Entscheidungsstichwort (Thema)
Zahlbarmachung von Renten aus Beschäftigungen in einem Ghetto. Rentenbeginn. Antragstellung nach dem 30.6.2003. Antragsgleichstellung. sozialrechtlicher Herstellungsanspruch. restriktive Verwaltungspraxis der Rentenversicherungsträger. Verlängerung der Antragsfrist. Wiedergutmachungsgedanke
Orientierungssatz
1. Die Rente eines Berechtigten des Personenkreises des § 1 ZRBG beginnt nicht vor dem aus § 99 SGB 6 resultierenden Zeitpunkt, wenn die Rentenantragstellung erst nach dem 30.6.2003 erfolgte.
2. Ein früherer Rentenbeginn ist auch nicht im Rahmen der Antragsgleichstellung nach Art 27 Abs 2 S 1 SozSichAbk ISR möglich, wenn ein Rentenantrag beim israelischen Versicherungsträger nicht gestellt wurde.
3. Hat sich ein Berechtigter nach dem ZRBG aufgrund der restriktiven Verwaltungspraxis des Rentenversicherungsträgers entschieden, den entsprechenden Rentenantrag nicht zu stellen, ist hierin nicht das für einen sozialrechtlichen Herstellungsanspruch notwendige Fehlverhalten des Versicherungsträgers zu sehen.
4. Die Rechtsprechung zur Verlängerung von Nachentrichtungsfristen ist nicht auf die Verlängerung der Antragsfrist nach § 3 Abs 1 ZRBG übertragbar.

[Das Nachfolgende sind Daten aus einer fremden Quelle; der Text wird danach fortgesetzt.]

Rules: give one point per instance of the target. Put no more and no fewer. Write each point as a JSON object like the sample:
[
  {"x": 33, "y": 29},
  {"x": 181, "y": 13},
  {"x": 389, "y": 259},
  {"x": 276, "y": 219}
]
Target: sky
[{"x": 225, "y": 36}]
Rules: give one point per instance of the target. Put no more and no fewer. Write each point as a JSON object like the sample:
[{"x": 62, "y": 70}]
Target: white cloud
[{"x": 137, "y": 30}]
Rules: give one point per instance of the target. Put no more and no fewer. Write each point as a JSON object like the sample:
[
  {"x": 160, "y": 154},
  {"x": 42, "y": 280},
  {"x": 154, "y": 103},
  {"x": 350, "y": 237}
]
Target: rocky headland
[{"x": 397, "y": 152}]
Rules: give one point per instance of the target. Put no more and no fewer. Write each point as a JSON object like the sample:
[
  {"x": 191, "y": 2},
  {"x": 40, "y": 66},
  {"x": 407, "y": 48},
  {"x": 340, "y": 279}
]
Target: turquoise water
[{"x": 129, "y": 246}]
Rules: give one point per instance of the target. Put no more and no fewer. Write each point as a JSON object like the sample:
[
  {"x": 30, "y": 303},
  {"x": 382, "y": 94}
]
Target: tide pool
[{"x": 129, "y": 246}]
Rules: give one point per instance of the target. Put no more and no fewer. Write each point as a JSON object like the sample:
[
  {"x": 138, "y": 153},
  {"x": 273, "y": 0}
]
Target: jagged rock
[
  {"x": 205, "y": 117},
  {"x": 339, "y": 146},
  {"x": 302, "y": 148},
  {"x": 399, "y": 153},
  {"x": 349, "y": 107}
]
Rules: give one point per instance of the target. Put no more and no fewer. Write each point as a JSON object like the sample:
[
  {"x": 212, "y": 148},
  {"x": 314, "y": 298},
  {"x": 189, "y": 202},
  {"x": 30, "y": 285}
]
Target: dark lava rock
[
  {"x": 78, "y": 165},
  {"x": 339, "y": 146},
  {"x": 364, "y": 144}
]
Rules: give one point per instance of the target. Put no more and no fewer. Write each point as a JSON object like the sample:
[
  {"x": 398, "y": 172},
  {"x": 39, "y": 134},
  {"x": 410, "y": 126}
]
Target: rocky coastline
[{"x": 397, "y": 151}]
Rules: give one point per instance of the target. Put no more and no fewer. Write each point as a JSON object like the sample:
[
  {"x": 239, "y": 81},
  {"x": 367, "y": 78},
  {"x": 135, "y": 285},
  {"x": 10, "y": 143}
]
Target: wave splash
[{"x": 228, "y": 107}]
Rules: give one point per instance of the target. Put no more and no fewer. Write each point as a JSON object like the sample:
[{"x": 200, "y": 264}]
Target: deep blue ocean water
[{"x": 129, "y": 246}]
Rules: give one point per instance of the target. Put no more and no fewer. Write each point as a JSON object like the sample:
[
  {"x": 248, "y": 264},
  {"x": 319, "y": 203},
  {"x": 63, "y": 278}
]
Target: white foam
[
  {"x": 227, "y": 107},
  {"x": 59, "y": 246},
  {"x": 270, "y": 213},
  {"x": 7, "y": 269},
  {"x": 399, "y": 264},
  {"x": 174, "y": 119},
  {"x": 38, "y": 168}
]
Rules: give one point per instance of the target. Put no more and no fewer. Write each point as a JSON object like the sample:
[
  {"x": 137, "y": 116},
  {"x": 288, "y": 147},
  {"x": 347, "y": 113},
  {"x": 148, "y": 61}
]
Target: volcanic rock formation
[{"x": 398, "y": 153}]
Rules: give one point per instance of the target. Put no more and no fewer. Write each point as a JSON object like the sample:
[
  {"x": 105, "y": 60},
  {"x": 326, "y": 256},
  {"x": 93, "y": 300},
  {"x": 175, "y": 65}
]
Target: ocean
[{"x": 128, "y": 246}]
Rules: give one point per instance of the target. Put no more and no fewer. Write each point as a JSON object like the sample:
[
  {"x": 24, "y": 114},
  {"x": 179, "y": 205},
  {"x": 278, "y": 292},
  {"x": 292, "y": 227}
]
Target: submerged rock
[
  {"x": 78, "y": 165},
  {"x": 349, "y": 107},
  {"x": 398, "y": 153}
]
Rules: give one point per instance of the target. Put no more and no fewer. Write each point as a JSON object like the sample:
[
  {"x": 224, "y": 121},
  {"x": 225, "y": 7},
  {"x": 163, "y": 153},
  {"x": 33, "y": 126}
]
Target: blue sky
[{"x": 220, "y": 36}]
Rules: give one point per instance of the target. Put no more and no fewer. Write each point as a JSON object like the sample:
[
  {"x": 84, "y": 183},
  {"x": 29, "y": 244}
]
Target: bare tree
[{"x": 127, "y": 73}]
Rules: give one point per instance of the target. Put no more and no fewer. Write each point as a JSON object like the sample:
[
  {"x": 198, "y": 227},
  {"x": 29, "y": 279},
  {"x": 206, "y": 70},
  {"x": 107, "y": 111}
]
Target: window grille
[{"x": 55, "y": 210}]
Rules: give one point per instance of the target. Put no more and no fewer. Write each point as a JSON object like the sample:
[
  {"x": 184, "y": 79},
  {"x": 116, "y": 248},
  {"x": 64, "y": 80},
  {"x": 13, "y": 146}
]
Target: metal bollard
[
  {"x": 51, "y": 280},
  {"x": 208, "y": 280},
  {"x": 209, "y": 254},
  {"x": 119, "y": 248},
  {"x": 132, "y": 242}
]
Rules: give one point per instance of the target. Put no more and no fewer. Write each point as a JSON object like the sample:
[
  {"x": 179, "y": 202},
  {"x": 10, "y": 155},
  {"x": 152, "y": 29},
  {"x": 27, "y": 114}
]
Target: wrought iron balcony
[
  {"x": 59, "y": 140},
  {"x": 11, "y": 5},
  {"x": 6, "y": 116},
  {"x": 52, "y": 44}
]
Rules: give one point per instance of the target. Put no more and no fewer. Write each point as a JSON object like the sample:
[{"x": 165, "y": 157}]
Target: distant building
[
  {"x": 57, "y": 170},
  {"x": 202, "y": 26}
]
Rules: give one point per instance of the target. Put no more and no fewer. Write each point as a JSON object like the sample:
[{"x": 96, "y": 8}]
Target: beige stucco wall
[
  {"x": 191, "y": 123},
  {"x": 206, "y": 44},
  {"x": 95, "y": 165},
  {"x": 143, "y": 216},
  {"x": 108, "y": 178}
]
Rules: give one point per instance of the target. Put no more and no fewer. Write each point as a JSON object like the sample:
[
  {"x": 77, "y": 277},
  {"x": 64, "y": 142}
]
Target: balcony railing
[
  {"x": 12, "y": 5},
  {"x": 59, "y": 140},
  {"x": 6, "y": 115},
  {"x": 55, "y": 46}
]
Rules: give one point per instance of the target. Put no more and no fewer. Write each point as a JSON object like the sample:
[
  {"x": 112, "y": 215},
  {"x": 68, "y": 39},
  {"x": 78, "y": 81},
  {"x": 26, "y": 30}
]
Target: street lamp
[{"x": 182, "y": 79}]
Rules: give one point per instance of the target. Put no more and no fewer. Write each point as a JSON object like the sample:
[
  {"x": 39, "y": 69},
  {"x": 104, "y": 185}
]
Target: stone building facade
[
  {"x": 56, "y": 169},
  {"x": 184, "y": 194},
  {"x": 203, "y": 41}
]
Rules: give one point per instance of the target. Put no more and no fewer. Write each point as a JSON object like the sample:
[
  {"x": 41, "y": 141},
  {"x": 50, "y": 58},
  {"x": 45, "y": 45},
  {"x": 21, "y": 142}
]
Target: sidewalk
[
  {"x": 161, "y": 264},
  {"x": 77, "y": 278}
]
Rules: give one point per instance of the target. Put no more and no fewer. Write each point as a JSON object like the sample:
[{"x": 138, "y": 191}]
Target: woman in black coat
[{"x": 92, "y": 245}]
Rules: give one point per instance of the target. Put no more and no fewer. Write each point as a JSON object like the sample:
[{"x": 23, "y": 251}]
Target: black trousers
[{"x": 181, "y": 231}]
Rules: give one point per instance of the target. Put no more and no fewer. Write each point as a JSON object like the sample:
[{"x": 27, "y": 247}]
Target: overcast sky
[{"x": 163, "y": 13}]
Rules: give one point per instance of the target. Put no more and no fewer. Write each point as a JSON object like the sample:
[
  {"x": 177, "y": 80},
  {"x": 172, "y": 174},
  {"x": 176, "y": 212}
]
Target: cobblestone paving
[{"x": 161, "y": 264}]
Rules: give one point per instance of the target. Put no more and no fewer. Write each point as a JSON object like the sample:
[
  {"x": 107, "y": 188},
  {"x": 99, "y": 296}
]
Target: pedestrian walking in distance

5. Für diejenigen Berechtigten nach dem ZRBG, die das 65. Lebensjahr bereits unter der Geltung der RVO bzw des AVG vollendet haben, können die aufgrund der Beitragsfiktion des § 2 Abs 1 ZRBG anerkannten Beitragszeiten nicht für die Erfüllung der für einen Anspruch auf Altersruhegeld nach § 1248 Abs 5 RVO bzw § 25 Abs 5 AVG erforderlichen allgemeinen Wartezeit herangezogen werden (vgl SG Lübeck vom 24.4.2013 - S 45 R 675/11).
6. Auch aus dem Wiedergutmachungsgedanken und aus § 2 Abs 2 Halbs 2 SGB 1 kann kein früherer Rentenbeginn abgeleitet werden.
Nachgehend
Tenor
Die Berufung der Klägerin gegen das Urteil des Sozialgerichts Düsseldorf vom 05.07.2012 wird zurückgewiesen.
Außergerichtliche Kosten sind nicht zu erstatten.
Die Revision wird zugelassen.
Tatbestand
Zwischen den Beteiligten ist der Beginn der der Klägerin zustehenden Regelaltersrente nach dem Gesetz zur Zahlbarmachung von Renten aus Beschäftigungen in einem Ghetto (ZRBG) streitig.
Die Klägerin ist am 00.00.1922 in L. (damals Ungarn) geboren. Sie ist jüdischen Glaubens, lebt seit 1948 in Israel und besitzt die israelische Staatsbürgerschaft. Als Verfolgte im Sinne des § 1 Bundesentschädigungsgesetz (BEG) bezieht sie eine mit Bescheid des Regierungsbezirksamts für Wiedergutmachung L1. vom 14.03.1958 bewilligte Entschädigung für Schaden an Freiheit für die Zeit von April 1944 bis April 1945, u.a. infolge des Aufenthalts im Ghetto V. (bis 1938 Tschechoslowakei, bis 1944 Ungarn, heute Ukraine) und im Übrigen für sich daran anschließende Aufenthalte in Konzentrationslagern und Zwangsarbeitslagern. Daneben bezieht sie vom Bundesamt für zentrale Dienste und offene Vermögensfragen aufgrund ihres Antrags von 1995 eine Anerkennungsleistung, nachdem sie dort angegeben hatte, sie habe von April bis Juni 1944 im Ghetto V. Küchenarbeiten verrichtet, sowie von der Claims Conference aufgrund ihres Antrags von 2001 eine Entschädigung aufgrund ihres Verfolgungsschicksals im Konzentrationslager B. im Jahre 1944. Einen Antrag auf Entschädigung bzw. Rente durch den Art. 2 - Fund / Hardship Fund der Claims Conference hat die Klägerin nach dessen Auskunft vom 22.04.2010 nicht gestellt. Nach Auskunft des israelischen Versicherungsträgers vom 31.07.2011 hat die Klägerin in Israel keinen Antrag auf Altersrente gestellt.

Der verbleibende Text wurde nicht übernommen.